What is Micro gravity?
Microgravity is the condition in which people or objects appear to be weightless. The effects of microgravity can be seen when astronauts and objects float in space.
The station is suited for the testing of spacecraft systems and equipment required for missions to the Moon and Mars.
The ISS maintains an orbit with an altitude of between 330 and 435 km by means of reboost manoeuvres using the engines of the Zvezda module or visiting spacecraft.
It completes 15.54 orbits per day.
The station has been continuously occupied for 15 years and 6 days since the arrival of Expedition 1 on 2 November 2000.
Expedition 1 crew
This is the longest continuous human presence in space, having surpassed the previous record of 9 years and 357 days held by Mir. The station has been visited by astronauts, cosmonauts and space tourists from 17 different nations.
The ISS programme is a joint project among five participating space agencies: NASA(USA), Roscosmos(Russia), JAXA(Japan), ESA(Europe), and CSA(Canada).
The ownership and use of the space station is established by intergovernmental treaties and agreements.

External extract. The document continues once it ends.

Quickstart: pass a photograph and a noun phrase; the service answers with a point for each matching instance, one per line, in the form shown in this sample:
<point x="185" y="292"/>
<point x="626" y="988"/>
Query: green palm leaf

The station is divided into two sections, the Russian Orbital Segment (ROS) and the United States Orbital Segment (USOS), which is shared by many nations.
On 28 March 2015, Russian sources announced that Roscosmos and NASA had agreed to collaborate on the development of a replacement for the current ISS.
NASA later issued a guarded statement expressing thanks for Russia’s interest in future cooperation in space exploration, but fell short of confirming the Russian announcement.
The ISS is arguably the most expensive single item ever constructed.
In 2010 the cost was expected to be $150 billion.
It includes NASA’s budget of $58.7 billion Russia’s $12 billion, Europe’s $5 billion, Japan’s $5 billion, Canada’s $2 billion.